Cable television networks are no longer purely distribution networks used for TV and radio distribution, but now also provide access for the customer to the networks. Thus TV and radio signals are distributed from a local centre or optical node by way of a signal splitter/combiner with an output connected to each customer. Return traffic from each customer is returned through the splitter/combiner to the local centre or optical node and thence to the rest of the network. Such return traffic might include requests for pay-per-view television programmes.
Usually the traffic from the customer to the local centre or optical node is called “return path traffic” or “upstream signals”. The upstream signals are transported using a different frequency range than the distribution signals (usually called “downstream signals”) originating from the network provider. Modern cable TV networks typically use 5 MHz to 65 MHz for upstream signals and 85 MHz to 862 MHz for downstream signals, although other frequency ranges are also used.
All upstream signals, no matter how they originate, are transported to the local centre or optical node.
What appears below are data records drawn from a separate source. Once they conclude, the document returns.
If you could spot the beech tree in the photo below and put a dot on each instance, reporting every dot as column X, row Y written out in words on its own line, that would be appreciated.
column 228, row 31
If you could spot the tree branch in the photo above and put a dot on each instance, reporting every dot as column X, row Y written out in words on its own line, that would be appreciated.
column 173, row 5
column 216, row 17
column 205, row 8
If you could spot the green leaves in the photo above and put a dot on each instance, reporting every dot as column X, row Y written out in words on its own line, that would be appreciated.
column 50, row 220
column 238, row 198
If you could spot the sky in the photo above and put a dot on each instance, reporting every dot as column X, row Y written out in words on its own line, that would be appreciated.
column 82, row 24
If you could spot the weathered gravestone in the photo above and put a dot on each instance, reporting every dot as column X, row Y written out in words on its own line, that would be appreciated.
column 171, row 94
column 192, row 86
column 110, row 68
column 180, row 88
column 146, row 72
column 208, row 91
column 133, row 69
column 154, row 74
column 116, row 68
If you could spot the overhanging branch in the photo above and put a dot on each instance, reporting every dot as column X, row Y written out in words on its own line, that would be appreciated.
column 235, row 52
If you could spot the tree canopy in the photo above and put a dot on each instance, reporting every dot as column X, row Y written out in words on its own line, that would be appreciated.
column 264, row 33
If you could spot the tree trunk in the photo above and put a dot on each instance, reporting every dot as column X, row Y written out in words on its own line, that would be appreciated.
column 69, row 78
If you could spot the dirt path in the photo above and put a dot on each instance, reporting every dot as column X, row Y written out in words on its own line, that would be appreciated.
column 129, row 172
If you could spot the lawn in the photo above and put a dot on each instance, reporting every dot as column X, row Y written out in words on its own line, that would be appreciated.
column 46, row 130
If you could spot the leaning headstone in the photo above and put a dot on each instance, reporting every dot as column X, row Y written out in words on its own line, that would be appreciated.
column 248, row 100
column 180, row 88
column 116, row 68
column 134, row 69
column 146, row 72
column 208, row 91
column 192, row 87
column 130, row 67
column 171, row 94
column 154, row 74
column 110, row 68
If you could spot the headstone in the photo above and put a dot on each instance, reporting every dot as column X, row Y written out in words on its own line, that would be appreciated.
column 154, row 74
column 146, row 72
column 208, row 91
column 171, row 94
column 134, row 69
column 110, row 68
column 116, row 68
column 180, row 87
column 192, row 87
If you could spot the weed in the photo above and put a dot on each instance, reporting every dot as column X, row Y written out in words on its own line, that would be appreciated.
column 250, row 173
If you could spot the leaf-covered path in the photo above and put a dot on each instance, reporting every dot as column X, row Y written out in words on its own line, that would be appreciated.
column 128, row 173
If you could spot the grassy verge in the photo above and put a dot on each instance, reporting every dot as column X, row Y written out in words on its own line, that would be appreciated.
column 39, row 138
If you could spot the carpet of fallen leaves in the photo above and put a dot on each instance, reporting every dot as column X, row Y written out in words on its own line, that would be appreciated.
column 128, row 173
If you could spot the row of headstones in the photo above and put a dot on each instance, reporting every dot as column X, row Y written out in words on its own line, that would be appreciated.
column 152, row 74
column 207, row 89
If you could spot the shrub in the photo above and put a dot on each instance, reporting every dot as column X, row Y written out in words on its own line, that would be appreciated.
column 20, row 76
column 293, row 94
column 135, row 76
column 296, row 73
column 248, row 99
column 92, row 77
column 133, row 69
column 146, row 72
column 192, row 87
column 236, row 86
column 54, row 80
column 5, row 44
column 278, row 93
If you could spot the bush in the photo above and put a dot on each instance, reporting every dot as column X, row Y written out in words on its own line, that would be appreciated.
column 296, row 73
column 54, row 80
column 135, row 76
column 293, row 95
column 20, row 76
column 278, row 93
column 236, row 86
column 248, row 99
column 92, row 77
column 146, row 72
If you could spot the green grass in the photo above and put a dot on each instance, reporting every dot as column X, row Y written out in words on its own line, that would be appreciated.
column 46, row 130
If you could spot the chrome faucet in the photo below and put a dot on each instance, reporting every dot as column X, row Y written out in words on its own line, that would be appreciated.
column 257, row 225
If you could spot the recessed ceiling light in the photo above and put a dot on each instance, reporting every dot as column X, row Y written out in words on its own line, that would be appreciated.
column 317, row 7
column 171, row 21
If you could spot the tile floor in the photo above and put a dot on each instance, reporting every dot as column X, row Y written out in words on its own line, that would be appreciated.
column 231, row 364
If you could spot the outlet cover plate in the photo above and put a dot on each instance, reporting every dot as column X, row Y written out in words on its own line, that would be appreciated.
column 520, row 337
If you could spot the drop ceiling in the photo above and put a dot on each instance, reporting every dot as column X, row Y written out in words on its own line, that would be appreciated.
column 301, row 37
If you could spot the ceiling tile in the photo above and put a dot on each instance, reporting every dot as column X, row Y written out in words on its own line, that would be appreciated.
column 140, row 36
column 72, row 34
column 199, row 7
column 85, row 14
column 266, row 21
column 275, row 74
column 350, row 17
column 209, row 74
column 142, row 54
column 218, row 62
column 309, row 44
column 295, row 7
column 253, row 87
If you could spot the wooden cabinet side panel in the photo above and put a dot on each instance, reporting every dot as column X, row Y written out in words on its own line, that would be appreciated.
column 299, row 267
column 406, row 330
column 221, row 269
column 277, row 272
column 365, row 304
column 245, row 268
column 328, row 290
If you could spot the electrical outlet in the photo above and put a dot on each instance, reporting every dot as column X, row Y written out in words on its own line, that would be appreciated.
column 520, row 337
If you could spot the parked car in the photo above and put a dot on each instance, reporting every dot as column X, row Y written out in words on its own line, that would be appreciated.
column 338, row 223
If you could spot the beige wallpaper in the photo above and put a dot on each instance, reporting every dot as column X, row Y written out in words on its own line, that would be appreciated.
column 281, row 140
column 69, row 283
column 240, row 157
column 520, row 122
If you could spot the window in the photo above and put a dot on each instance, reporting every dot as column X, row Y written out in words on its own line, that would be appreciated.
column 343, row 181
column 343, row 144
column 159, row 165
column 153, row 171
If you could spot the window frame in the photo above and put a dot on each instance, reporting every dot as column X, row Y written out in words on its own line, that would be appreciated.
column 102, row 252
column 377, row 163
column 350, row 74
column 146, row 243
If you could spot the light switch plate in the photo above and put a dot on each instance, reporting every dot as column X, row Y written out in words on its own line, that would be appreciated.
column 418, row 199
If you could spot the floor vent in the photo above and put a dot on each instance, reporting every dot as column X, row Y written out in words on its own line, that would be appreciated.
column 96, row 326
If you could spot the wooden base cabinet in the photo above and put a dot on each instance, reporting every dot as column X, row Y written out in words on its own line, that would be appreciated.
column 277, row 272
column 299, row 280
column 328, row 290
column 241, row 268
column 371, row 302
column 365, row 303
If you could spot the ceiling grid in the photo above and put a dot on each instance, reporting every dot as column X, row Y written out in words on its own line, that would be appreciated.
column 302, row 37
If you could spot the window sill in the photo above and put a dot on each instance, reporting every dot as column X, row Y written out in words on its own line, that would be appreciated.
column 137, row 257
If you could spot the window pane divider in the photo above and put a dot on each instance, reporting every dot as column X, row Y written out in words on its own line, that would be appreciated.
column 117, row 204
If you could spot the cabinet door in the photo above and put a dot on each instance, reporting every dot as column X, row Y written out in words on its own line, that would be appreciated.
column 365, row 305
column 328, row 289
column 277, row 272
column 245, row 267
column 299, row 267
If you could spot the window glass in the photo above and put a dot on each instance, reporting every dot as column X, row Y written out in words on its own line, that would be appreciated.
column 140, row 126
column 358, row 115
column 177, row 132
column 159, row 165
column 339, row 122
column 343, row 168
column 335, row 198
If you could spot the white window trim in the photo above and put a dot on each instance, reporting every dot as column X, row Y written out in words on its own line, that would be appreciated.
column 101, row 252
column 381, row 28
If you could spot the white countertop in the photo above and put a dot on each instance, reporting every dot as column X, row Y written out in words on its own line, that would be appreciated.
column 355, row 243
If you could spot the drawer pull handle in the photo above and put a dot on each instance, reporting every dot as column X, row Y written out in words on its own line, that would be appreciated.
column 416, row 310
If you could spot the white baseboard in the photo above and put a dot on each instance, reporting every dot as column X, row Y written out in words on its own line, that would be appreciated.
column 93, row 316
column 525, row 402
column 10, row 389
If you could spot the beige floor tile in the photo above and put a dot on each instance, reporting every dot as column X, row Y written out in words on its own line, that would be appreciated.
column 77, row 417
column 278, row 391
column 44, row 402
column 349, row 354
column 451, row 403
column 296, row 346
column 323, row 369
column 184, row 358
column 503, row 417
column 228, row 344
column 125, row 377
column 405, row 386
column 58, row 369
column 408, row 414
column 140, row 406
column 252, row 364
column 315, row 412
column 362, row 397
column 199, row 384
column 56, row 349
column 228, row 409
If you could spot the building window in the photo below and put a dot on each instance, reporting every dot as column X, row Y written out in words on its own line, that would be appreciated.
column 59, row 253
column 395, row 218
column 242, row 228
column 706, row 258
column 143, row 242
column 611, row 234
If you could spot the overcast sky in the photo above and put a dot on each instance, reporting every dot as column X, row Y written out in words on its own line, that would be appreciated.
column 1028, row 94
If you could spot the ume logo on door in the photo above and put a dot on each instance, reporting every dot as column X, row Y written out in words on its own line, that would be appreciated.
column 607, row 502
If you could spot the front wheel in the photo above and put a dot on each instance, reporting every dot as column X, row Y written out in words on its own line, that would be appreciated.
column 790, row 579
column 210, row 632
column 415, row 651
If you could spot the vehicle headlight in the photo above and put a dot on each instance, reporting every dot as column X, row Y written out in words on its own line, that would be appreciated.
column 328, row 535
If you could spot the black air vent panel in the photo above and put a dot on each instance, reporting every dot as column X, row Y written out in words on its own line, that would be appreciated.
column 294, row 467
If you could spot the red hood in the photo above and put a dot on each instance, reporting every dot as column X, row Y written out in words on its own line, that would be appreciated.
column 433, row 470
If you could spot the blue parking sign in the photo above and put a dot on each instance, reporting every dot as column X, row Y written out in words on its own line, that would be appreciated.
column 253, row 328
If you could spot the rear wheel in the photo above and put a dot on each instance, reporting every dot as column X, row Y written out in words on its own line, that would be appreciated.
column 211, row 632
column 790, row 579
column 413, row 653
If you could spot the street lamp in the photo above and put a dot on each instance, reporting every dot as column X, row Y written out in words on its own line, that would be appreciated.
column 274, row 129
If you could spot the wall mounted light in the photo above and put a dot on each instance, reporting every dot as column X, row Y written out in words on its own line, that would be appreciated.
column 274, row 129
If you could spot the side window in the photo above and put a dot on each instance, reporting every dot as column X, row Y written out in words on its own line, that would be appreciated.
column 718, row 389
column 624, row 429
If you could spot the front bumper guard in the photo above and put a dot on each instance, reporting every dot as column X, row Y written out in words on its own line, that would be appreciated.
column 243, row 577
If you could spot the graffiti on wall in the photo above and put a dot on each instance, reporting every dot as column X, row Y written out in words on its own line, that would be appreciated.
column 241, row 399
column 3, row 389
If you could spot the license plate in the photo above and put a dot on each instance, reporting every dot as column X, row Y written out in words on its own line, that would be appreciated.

Thus unwanted noise in upstream signals will also be injected into the network. The unwanted signals originate from various sources but a major part is due to radiation of outside transmitters in the used upstream frequency range. The total sum of these unwanted signals is known as “ingress”. The majority of ingress originates from the in-house installation of the customer and is therefore injected into the network at a customer access point. This ingress is a major problem in the network since all these unwanted signals are summed and will limit the signal to noise ratio (and therefore the capacity) of the upstream signals.
It is an aim of the present invention to provide a signal splitter/combiner which reduces noise ingress into a cable television distribution network.